🚀 extract-content

A lightweight web scraping API powered by Deno that extracts data from any website using CSS selectors

📚 View Interactive Tutorial

🎮 Interactive Playground

⏳ Fetching data...
📋 cURL Command:
🔖 Bookmarklet:
Drag this link to your bookmarks bar: 📌 Extract Content
💡 How to use:
1. Drag the link above to your bookmarks bar
2. Visit any webpage
3. Click the bookmark to fetch and display content

Response:

📖 Resources

Interactive Demo Tutorial Series Example Pen GitHub Repo

📡 API Endpoints

GET / - Extract Text Content

Extracts text content from HTML elements using CSS selectors.

Parameter Description Required
from URL to fetch content from Yes
extract JSON object mapping names to selectors Yes

GET /html - Extract HTML Content

Extracts HTML markup or returns raw HTML from a page.

Parameter Description Required
from URL to fetch content from Yes
extract JSON object mapping names to selectors No

GET /raw - Raw Proxy

Returns the raw HTML from the target URL (acts as a simple proxy).

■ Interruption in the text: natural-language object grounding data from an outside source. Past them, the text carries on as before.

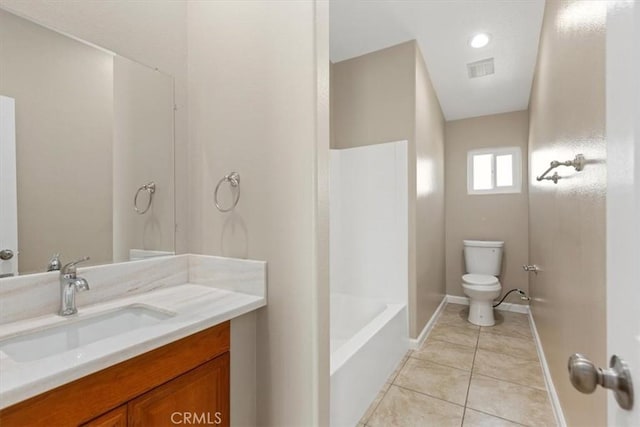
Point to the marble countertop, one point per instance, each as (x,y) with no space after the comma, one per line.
(194,307)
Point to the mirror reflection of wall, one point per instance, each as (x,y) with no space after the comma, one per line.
(91,128)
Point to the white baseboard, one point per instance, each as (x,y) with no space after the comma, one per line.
(505,306)
(553,395)
(416,343)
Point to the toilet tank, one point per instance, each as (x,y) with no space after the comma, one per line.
(483,257)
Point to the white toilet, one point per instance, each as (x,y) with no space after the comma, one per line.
(483,260)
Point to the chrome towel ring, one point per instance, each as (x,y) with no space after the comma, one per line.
(234,179)
(150,188)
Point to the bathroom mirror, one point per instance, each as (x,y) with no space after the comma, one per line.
(91,132)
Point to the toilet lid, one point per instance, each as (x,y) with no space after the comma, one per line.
(480,279)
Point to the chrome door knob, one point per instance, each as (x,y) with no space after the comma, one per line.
(586,377)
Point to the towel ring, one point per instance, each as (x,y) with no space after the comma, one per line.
(234,179)
(150,188)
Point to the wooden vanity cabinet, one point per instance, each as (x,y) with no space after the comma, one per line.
(185,382)
(114,418)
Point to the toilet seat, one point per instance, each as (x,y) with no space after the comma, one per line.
(480,280)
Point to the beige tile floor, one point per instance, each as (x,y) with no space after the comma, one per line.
(466,375)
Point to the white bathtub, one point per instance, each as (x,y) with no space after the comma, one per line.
(368,340)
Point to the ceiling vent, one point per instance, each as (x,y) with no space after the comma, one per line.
(480,68)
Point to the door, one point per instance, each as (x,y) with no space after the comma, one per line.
(623,198)
(8,190)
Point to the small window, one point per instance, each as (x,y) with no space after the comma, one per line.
(494,171)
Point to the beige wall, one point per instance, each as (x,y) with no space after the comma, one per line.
(486,217)
(116,25)
(387,96)
(567,220)
(430,199)
(258,104)
(142,152)
(64,116)
(373,97)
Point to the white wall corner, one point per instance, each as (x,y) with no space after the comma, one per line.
(553,395)
(416,343)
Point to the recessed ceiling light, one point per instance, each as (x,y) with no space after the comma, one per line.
(479,40)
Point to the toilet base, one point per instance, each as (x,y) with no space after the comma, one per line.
(481,313)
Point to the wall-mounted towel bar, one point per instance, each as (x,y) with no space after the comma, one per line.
(577,163)
(233,179)
(150,188)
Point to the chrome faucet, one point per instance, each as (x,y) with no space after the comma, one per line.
(69,284)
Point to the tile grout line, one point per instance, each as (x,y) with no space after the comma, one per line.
(401,365)
(466,399)
(508,382)
(497,416)
(428,395)
(441,364)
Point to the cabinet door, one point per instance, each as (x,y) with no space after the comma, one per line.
(114,418)
(198,397)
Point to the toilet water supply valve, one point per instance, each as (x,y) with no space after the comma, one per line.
(523,296)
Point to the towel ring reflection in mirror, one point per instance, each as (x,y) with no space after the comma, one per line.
(150,188)
(233,179)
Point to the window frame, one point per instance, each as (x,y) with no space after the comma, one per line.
(516,152)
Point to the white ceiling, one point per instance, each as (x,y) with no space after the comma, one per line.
(442,29)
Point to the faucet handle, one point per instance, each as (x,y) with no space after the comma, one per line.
(70,268)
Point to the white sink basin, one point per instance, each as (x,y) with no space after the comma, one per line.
(78,332)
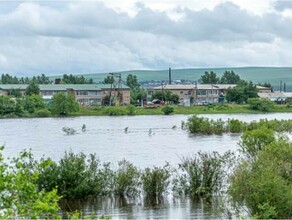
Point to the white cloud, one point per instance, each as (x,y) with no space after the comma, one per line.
(98,36)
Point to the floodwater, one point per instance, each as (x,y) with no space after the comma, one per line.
(149,141)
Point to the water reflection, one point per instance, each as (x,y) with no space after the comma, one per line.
(141,208)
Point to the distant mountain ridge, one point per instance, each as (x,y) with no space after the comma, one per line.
(273,75)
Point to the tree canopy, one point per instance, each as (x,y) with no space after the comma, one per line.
(229,77)
(32,89)
(209,78)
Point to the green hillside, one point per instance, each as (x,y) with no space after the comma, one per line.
(272,75)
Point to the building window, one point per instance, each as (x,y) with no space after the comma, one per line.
(202,91)
(82,93)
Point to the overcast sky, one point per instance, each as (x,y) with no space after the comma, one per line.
(56,37)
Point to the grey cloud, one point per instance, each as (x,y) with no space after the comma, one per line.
(227,22)
(85,38)
(281,5)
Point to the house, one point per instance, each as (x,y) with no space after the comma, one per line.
(207,93)
(199,93)
(85,94)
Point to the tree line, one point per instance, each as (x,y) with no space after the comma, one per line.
(43,79)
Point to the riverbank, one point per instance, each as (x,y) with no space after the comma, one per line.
(183,110)
(210,109)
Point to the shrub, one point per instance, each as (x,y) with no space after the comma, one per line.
(20,196)
(265,183)
(167,110)
(254,141)
(155,181)
(131,109)
(201,175)
(126,181)
(43,113)
(235,126)
(115,111)
(264,105)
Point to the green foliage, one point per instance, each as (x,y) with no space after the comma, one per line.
(20,197)
(167,110)
(108,80)
(264,105)
(229,77)
(63,104)
(201,175)
(115,111)
(71,79)
(252,142)
(155,181)
(131,109)
(7,105)
(209,78)
(33,103)
(235,126)
(241,92)
(32,89)
(15,93)
(43,113)
(199,125)
(126,181)
(265,183)
(166,95)
(132,82)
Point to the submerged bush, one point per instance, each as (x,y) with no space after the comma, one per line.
(264,105)
(264,184)
(155,181)
(167,110)
(199,125)
(131,110)
(115,111)
(126,181)
(20,197)
(43,113)
(235,126)
(201,175)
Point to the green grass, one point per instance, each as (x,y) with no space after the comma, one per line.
(211,109)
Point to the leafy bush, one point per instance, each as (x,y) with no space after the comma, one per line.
(201,175)
(131,109)
(199,125)
(43,113)
(265,183)
(115,111)
(235,126)
(63,104)
(126,181)
(167,110)
(252,142)
(155,181)
(19,194)
(264,105)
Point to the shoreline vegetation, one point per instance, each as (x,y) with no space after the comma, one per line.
(132,110)
(257,176)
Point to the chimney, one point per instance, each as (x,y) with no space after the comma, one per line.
(58,81)
(169,75)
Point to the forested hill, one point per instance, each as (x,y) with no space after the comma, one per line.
(255,74)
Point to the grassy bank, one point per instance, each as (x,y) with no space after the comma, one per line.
(210,109)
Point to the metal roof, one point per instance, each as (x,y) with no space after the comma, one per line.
(61,87)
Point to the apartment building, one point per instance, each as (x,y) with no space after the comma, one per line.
(85,94)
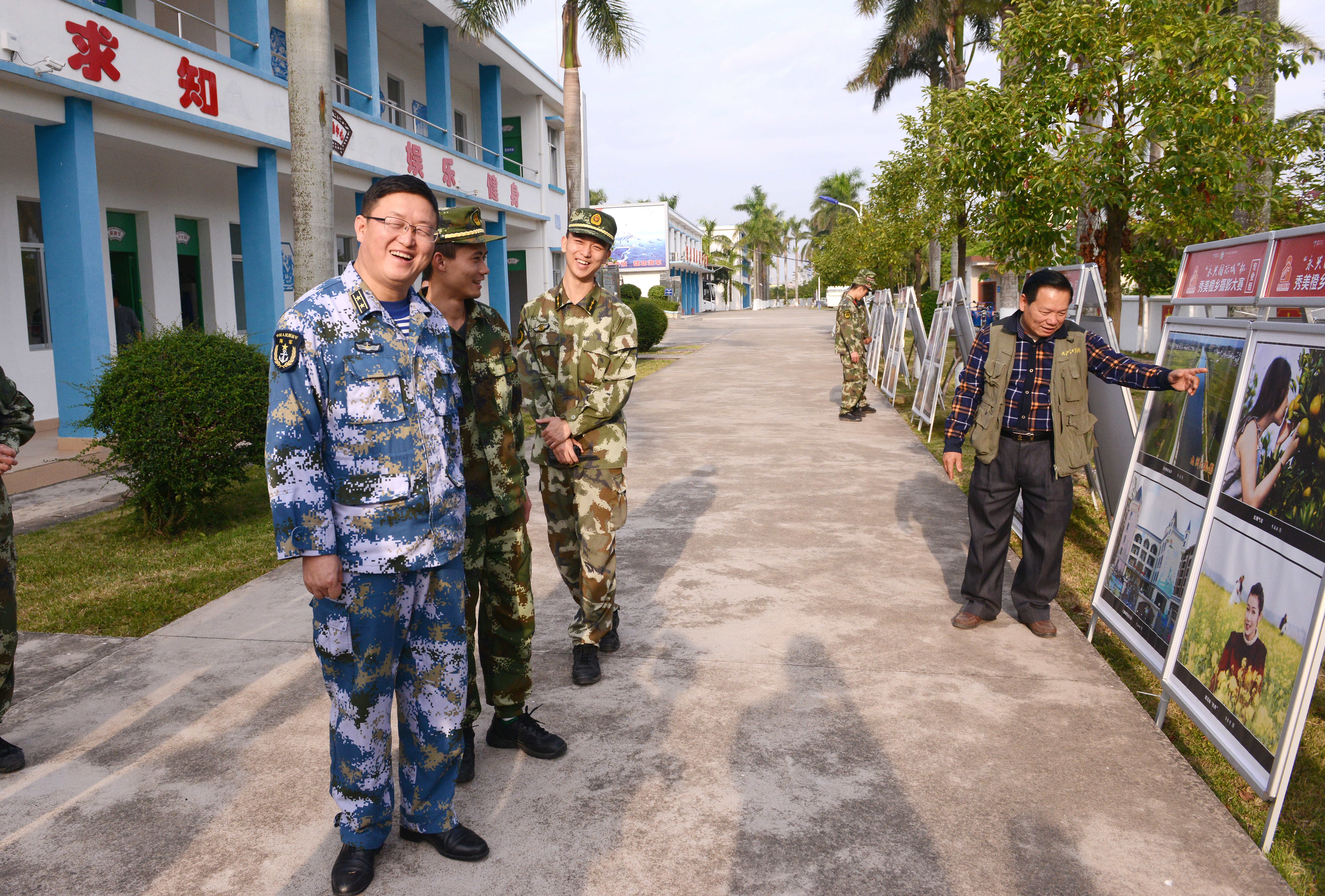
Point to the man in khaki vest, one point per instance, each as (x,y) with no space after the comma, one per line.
(1025,390)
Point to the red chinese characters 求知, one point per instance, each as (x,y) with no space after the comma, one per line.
(199,87)
(96,51)
(414,160)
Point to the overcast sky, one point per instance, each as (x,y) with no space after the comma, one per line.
(729,93)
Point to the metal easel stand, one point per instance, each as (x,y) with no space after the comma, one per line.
(1267,840)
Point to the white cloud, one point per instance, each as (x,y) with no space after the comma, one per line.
(729,93)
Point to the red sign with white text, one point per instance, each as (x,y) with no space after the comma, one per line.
(1233,274)
(1298,270)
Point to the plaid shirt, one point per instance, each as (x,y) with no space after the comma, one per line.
(1029,409)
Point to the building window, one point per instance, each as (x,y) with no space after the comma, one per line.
(344,252)
(32,256)
(342,77)
(558,267)
(553,160)
(394,110)
(238,270)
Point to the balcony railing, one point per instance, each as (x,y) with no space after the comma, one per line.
(179,26)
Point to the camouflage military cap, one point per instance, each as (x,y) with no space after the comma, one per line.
(590,222)
(463,225)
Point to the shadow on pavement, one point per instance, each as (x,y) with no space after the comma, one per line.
(823,809)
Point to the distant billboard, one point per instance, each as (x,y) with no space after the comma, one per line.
(640,237)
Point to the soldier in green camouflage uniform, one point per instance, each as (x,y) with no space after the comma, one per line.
(852,336)
(15,430)
(577,348)
(500,601)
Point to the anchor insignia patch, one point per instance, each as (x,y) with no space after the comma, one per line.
(285,349)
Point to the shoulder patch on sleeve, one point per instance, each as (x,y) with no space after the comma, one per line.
(285,349)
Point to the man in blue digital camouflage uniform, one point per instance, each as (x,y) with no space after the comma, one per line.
(364,466)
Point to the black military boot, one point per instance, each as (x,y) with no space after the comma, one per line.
(467,756)
(527,734)
(353,870)
(585,668)
(11,757)
(611,642)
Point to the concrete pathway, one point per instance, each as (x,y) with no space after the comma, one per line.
(790,712)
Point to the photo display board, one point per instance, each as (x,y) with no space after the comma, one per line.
(1144,582)
(895,353)
(1222,274)
(1250,638)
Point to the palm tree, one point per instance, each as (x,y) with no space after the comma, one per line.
(761,234)
(843,186)
(609,26)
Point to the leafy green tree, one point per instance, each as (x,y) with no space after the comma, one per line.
(1059,133)
(610,28)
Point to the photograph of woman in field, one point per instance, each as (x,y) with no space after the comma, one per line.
(1271,407)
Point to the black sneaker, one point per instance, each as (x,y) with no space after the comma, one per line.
(585,668)
(11,757)
(611,642)
(467,756)
(527,734)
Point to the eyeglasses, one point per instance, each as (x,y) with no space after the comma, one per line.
(398,227)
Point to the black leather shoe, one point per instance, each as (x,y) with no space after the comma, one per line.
(611,642)
(459,844)
(585,668)
(467,757)
(353,870)
(528,735)
(11,757)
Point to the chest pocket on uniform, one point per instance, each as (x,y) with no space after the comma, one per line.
(373,390)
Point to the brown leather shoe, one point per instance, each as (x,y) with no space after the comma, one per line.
(965,620)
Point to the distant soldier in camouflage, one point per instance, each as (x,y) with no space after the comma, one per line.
(852,336)
(15,430)
(577,348)
(365,475)
(500,602)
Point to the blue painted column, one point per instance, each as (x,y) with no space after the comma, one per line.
(260,242)
(489,108)
(252,21)
(361,50)
(499,280)
(76,276)
(436,73)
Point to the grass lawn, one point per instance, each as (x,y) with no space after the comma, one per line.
(1299,851)
(104,576)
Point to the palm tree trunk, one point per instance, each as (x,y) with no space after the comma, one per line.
(308,46)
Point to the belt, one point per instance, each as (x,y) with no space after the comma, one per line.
(1021,435)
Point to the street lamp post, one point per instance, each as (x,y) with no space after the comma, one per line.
(834,202)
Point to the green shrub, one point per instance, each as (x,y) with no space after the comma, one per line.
(651,323)
(927,303)
(183,414)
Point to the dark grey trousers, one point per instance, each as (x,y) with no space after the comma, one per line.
(1026,468)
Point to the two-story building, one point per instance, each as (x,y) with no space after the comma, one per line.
(146,157)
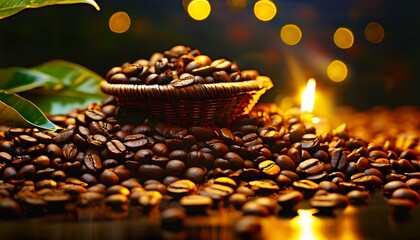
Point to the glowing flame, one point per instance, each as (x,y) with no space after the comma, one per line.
(308,96)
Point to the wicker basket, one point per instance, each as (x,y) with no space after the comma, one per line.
(196,105)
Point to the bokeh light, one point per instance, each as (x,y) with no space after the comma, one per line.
(290,34)
(265,10)
(119,22)
(337,71)
(236,4)
(199,9)
(343,38)
(374,32)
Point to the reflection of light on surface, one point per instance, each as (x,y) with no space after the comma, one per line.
(374,32)
(305,225)
(265,10)
(236,4)
(348,225)
(337,71)
(343,38)
(199,9)
(290,34)
(119,22)
(308,96)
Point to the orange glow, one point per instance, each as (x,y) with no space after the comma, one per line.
(290,34)
(265,10)
(308,96)
(199,9)
(337,71)
(119,22)
(343,38)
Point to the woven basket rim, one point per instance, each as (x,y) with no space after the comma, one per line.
(209,90)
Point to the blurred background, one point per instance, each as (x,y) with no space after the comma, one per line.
(361,53)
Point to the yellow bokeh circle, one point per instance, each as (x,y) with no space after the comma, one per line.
(265,10)
(199,9)
(119,22)
(343,38)
(337,71)
(290,34)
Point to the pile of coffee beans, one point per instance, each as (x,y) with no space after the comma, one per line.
(179,66)
(264,164)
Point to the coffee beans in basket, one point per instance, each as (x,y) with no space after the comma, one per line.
(106,163)
(179,66)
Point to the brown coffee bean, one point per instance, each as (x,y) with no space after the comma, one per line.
(338,159)
(311,166)
(108,178)
(269,168)
(137,141)
(70,151)
(93,161)
(329,202)
(115,148)
(181,188)
(307,187)
(64,136)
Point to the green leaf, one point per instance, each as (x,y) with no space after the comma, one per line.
(56,86)
(10,7)
(18,79)
(19,112)
(74,86)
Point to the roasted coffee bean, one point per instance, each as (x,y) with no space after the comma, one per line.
(357,197)
(406,193)
(181,188)
(175,168)
(307,187)
(97,140)
(269,168)
(149,200)
(329,202)
(117,201)
(64,136)
(151,79)
(136,141)
(151,171)
(93,161)
(195,174)
(328,186)
(255,209)
(367,181)
(264,187)
(108,178)
(196,204)
(285,163)
(41,162)
(311,166)
(70,151)
(310,142)
(115,148)
(338,159)
(390,187)
(414,183)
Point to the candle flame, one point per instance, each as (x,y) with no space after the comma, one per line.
(308,96)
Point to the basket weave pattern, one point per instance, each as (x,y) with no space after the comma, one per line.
(198,105)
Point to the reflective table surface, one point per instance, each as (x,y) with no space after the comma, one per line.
(374,220)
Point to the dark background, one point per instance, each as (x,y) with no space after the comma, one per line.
(385,73)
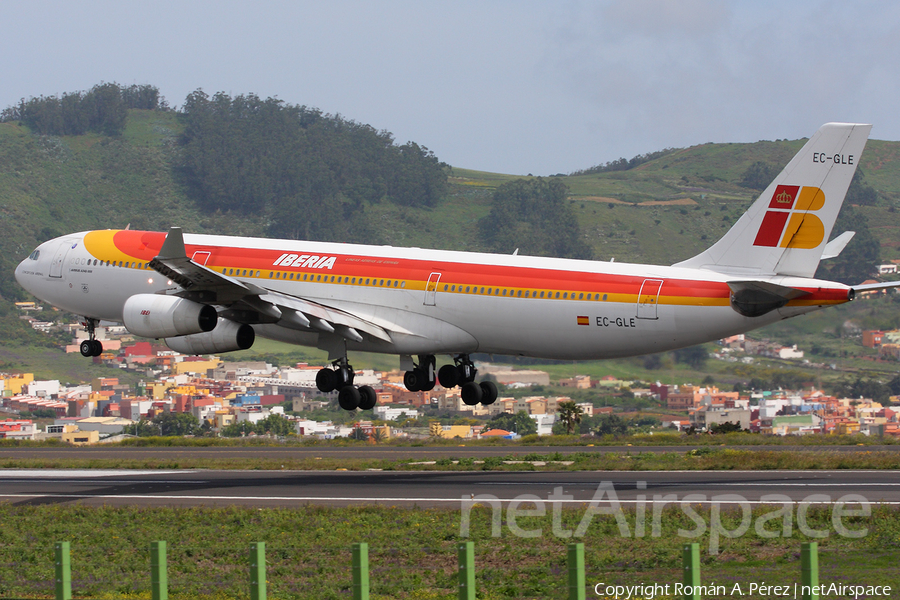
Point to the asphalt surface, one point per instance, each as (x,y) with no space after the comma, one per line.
(440,489)
(386,452)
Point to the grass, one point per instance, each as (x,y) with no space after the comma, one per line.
(412,552)
(519,457)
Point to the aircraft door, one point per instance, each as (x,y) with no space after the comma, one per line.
(648,298)
(431,288)
(59,259)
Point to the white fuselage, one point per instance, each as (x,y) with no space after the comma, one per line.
(430,301)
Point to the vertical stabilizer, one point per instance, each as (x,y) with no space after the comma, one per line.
(785,231)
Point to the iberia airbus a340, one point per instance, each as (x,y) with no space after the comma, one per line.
(207,294)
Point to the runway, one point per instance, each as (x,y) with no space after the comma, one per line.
(249,453)
(450,490)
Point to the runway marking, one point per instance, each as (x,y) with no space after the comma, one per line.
(393,500)
(706,483)
(87,473)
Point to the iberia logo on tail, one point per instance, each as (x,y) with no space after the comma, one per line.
(789,222)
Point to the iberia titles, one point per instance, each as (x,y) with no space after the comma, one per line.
(305,261)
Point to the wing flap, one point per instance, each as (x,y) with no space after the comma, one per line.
(247,302)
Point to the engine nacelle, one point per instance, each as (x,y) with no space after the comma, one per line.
(157,316)
(228,336)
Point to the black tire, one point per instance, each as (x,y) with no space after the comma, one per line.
(412,380)
(326,380)
(349,397)
(448,375)
(367,397)
(489,392)
(471,393)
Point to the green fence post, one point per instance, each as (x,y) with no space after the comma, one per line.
(466,556)
(690,556)
(809,569)
(63,572)
(159,572)
(576,571)
(361,571)
(258,571)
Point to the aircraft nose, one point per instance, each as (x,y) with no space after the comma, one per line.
(20,276)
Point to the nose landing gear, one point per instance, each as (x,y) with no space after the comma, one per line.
(91,346)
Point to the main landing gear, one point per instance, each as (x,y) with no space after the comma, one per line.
(91,346)
(461,373)
(340,377)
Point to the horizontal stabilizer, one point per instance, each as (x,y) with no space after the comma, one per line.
(837,245)
(756,298)
(871,287)
(784,231)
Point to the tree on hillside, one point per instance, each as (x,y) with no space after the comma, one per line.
(533,216)
(102,109)
(310,172)
(758,176)
(569,414)
(693,356)
(519,423)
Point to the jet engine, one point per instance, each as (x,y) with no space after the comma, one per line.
(226,337)
(158,316)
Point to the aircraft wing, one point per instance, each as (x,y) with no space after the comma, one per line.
(246,302)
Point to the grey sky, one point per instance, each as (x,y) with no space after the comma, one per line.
(514,87)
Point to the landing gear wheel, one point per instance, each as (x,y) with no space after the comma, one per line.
(471,393)
(466,369)
(489,392)
(367,397)
(327,380)
(91,346)
(349,397)
(449,376)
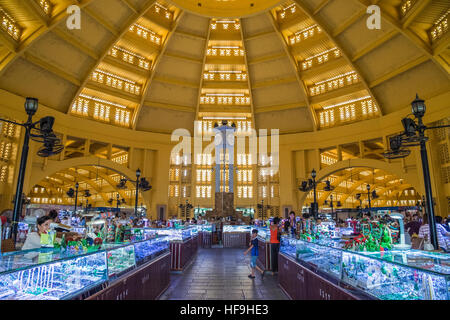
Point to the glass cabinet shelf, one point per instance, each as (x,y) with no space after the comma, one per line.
(387,275)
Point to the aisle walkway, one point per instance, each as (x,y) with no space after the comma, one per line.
(221,274)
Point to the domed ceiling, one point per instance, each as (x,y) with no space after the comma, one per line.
(156,66)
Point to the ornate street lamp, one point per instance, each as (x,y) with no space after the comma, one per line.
(414,135)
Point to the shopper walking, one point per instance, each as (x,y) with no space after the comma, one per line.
(254,254)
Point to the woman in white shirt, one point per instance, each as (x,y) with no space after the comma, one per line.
(33,240)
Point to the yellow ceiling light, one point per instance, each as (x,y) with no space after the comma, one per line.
(226,8)
(9,25)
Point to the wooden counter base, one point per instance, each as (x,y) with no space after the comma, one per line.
(299,283)
(148,282)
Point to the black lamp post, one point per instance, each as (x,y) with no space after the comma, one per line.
(71,193)
(414,135)
(418,109)
(40,131)
(315,211)
(138,176)
(87,194)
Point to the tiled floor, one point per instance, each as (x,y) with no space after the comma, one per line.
(222,274)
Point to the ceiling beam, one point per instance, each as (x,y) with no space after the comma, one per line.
(182,57)
(102,21)
(417,8)
(76,43)
(130,5)
(273,82)
(280,107)
(349,22)
(320,6)
(168,106)
(266,58)
(419,43)
(175,81)
(51,68)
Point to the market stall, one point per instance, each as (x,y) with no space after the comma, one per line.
(112,271)
(236,236)
(183,245)
(264,249)
(322,269)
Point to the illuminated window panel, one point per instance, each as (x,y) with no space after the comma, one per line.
(225,76)
(352,110)
(80,107)
(225,51)
(305,34)
(406,6)
(10,26)
(101,112)
(227,99)
(130,57)
(334,83)
(320,58)
(145,33)
(122,117)
(225,25)
(46,6)
(440,28)
(115,81)
(163,11)
(287,13)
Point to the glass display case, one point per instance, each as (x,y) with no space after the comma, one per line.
(205,228)
(194,230)
(243,228)
(120,258)
(54,274)
(387,275)
(45,274)
(149,249)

Parameter Description Required
from URL to fetch content from Yes

💡 Examples

Example 1: Wikipedia Article with Links

URL: https://en.wikipedia.org/wiki/Deno_(software)

const extract = {
  "title": "h1",
  "title_link": "h1 a@href",  // Extract link using @href
  "intro": ".mw-parser-output > p"
};

Example 2: GitHub Repository

URL: https://github.com/denoland/deno

const extract = {
  "repoName": "h1 strong a",
  "description": "p.f4",
  "stars": "#repo-stars-counter-star"
};

Example 3: Dev.to Articles

URL: https://dev.to

const extract = {
  "headlines": "h2.crayons-story__title a",
  "authors": ".crayons-story__secondary a"
};

Example 4: Hacker News

URL: https://news.ycombinator.com

const extract = {
  "headlines": ".titleline > a",
  "scores": ".score"
};

Example 5: Reddit Posts

URL: https://old.reddit.com/r/programming

const extract = {
  "titles": ".title > a",
  "domain": ".domain"
};

Example 6: Extract HTML Markup

URL: https://en.wikipedia.org/wiki/Web_scraping

Get the actual HTML markup instead of text:

const extract = {
  "infobox": ".infobox",
  "firstPara": ".mw-parser-output > p"
};

Example 7: Bold.dk News with Links 🇩🇰

URL: https://bold.dk

Extract Danish news headlines with clickable links (naming convention):

const extract = {
  "overskrifter": ".article-headline",
  "overskrifter_link": ".thumb.article_list_item@href",  // _link suffix creates clickable links
  "kategorier": ".ArticleListItem__tag"
};

🔧 Response Format

Single Element

If a selector matches one element, returns a string:

{
  "title": "Deno - A modern runtime for JavaScript and TypeScript"
}

Multiple Elements

If a selector matches multiple elements, returns an array:

{
  "headlines": [
    "First headline",
    "Second headline",
    "Third headline"
  ]
}

No Match

If a selector matches no elements, returns an empty string:

{
  "missing": ""
}